Home-made forgeries: Wasendorf said in his confession that he forged bank statements and bank correspondence using Adobe Photoshop, scanners, Excel and printers, which regulators admitted fooled them.

Similarly, Marc Dreier forged financial statements and other documents using basic methods as part of a Ponzi scheme that brought down his eponymous New York law firm.

Mark Zimbelman, a professor of accounting at Brigham Young University in Provo, Utah, writes that regulators and auditors are “easy to fool if all they are doing is checking for supporting documents, given today’s technology.” A more skeptical approach raises the chances of detection, according to Zimbelman, but “most auditors and regulators are not too hard to fool…because they just want to dot the i and cross the t.”

Financial respectability: Bernie Madoff had been chairman of the board of directors at the Nasdaq Stock Market and sat on the board of governors of the National Association of Securities Dealers.

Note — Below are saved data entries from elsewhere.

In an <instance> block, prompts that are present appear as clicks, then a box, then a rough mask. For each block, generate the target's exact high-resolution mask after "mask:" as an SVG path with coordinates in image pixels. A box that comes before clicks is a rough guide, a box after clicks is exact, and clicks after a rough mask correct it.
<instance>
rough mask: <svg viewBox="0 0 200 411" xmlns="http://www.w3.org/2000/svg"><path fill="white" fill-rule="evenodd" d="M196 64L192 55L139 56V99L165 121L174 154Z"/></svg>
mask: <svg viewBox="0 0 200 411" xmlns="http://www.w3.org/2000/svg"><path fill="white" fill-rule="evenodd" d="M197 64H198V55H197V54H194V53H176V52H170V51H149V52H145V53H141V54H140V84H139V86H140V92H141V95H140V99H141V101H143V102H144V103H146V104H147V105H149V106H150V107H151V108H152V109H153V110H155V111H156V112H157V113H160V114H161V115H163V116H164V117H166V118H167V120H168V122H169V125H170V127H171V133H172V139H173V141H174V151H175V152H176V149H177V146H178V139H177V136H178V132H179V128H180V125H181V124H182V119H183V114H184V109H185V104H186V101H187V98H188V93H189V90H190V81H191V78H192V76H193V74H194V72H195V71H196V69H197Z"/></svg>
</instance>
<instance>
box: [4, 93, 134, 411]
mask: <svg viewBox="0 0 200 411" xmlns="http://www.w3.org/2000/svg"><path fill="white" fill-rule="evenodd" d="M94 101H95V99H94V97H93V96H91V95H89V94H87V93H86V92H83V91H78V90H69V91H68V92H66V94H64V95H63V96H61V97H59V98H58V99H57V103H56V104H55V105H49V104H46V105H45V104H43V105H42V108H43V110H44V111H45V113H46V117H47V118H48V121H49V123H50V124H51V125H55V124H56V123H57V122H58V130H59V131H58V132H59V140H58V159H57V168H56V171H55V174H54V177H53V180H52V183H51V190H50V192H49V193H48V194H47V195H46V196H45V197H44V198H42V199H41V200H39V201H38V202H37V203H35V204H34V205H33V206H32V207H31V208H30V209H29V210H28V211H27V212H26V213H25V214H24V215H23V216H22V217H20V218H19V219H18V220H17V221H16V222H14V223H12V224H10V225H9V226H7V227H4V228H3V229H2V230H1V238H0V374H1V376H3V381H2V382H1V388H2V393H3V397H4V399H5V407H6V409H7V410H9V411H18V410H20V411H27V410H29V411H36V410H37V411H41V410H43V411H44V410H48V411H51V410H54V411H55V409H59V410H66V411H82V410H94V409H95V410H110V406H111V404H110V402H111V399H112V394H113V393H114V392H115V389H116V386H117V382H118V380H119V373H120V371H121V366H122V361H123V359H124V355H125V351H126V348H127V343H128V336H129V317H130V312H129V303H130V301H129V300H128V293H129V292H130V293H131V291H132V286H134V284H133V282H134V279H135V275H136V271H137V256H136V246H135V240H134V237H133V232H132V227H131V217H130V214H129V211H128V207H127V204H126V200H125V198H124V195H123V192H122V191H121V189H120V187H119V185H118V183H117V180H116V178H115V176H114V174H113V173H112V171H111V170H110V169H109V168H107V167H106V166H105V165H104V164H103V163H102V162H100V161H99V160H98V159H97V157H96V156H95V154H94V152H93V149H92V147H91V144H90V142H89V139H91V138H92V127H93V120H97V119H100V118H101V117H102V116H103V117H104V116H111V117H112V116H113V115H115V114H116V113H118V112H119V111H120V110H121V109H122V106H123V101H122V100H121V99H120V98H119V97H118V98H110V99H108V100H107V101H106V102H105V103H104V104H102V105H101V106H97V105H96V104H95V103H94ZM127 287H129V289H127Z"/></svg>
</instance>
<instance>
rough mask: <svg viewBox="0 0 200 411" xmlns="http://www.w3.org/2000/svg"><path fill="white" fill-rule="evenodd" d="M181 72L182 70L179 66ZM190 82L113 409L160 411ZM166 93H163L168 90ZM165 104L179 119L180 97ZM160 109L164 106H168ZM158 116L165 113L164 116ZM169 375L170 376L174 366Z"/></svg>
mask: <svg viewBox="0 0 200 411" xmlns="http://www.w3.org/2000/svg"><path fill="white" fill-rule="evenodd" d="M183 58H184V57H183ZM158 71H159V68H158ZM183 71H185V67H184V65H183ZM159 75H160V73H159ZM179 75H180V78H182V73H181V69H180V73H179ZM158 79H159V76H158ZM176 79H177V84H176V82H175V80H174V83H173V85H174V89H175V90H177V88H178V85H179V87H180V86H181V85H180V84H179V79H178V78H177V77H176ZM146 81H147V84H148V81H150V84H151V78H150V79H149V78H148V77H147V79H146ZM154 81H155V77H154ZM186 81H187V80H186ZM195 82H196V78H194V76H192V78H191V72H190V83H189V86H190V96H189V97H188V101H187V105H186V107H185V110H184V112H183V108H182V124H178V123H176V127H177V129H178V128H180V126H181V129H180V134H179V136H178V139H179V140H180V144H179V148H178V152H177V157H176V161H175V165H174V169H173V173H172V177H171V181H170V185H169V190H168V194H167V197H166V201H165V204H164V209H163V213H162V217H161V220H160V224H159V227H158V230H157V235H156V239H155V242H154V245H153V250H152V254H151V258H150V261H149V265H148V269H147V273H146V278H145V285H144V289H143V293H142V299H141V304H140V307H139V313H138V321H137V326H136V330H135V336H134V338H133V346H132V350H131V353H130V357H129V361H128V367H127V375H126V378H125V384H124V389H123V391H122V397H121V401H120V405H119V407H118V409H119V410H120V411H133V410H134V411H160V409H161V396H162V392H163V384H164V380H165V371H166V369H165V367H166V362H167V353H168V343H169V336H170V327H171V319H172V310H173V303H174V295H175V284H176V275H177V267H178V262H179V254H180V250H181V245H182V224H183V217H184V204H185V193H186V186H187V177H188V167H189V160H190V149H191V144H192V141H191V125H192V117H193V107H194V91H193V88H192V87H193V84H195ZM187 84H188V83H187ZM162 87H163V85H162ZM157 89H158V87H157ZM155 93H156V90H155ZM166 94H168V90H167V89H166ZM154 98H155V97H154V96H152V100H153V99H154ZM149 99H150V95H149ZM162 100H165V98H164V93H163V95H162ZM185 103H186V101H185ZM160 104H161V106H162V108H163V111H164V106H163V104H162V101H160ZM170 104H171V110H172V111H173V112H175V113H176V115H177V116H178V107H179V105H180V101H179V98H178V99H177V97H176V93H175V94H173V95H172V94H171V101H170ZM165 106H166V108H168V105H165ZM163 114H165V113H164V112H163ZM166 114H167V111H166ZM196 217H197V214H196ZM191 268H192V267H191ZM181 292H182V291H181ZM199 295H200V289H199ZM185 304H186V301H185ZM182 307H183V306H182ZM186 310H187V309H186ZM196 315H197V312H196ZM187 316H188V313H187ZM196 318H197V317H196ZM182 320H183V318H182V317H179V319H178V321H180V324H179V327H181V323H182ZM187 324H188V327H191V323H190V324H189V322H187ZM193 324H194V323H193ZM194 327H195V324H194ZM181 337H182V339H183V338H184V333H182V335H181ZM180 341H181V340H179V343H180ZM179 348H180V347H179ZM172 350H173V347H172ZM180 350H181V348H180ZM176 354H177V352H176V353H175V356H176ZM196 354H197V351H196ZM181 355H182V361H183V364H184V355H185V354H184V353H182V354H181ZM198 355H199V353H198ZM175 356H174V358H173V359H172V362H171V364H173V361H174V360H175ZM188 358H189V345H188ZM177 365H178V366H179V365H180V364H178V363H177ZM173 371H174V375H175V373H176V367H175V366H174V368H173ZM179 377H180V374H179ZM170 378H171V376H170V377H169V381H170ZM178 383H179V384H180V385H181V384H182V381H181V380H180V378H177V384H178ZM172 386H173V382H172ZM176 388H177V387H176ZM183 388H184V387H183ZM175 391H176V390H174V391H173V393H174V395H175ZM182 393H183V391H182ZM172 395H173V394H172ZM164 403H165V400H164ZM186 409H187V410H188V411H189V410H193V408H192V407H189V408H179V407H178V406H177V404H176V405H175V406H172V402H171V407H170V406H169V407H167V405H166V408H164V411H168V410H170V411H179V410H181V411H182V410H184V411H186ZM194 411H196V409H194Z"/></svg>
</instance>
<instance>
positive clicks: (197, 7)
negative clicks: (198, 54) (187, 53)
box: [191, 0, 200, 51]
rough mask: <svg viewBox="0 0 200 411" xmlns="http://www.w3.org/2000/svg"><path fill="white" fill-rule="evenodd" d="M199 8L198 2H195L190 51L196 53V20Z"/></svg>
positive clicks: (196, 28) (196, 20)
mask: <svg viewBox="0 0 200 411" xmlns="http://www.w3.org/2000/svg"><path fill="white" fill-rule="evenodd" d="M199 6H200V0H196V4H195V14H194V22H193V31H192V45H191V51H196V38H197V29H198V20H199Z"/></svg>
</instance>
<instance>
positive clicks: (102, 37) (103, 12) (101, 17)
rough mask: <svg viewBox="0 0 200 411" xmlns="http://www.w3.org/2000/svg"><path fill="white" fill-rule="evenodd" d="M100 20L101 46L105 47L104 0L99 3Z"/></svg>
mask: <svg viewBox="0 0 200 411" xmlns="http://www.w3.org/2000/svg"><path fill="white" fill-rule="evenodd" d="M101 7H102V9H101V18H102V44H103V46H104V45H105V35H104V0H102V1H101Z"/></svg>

Wasendorf sat on an advisory committee at the National Futures Association, the body responsible for oversight of firms such as his own.

Such positions of responsibility can “legitimize” fraudsters in the eyes of investors and regulators, said Ken Springer, president of investigative firm Corporate Resolutions Inc.

Small-time accountants: It’s a familiar pattern: Wasendorf’s auditor was a single-proprietor business operating from a Chicago suburb; R. Allen Stanford used a small firm in Antigua; Madoff employed a small shop in a New York City suburb; and Bayou Hedge Fund Group created its own accounting firm to hide its fraud.

Springer said investors and customers should look at whether a firm’s accountant measures up to the size and complexity of its business. “That’s a basic question you should be asking,” he said.

Pillar of the community: Stanford was a hero to many in Antigua, where he based his financial empire, and Scott Rothstein donated millions of dollars to charity and spent lavishly on himself with fraudulent gains from a Ponzi scheme.

Wasendorf relocated the headquarters of Peregrine to Cedar Falls, Iowa, and made other investments in the city. The Wall Street Journal described how he spent decades building an “image as a business kingpin and philanthropist.”

Such a sterling public image can lull outsiders into a misplaced sense of security.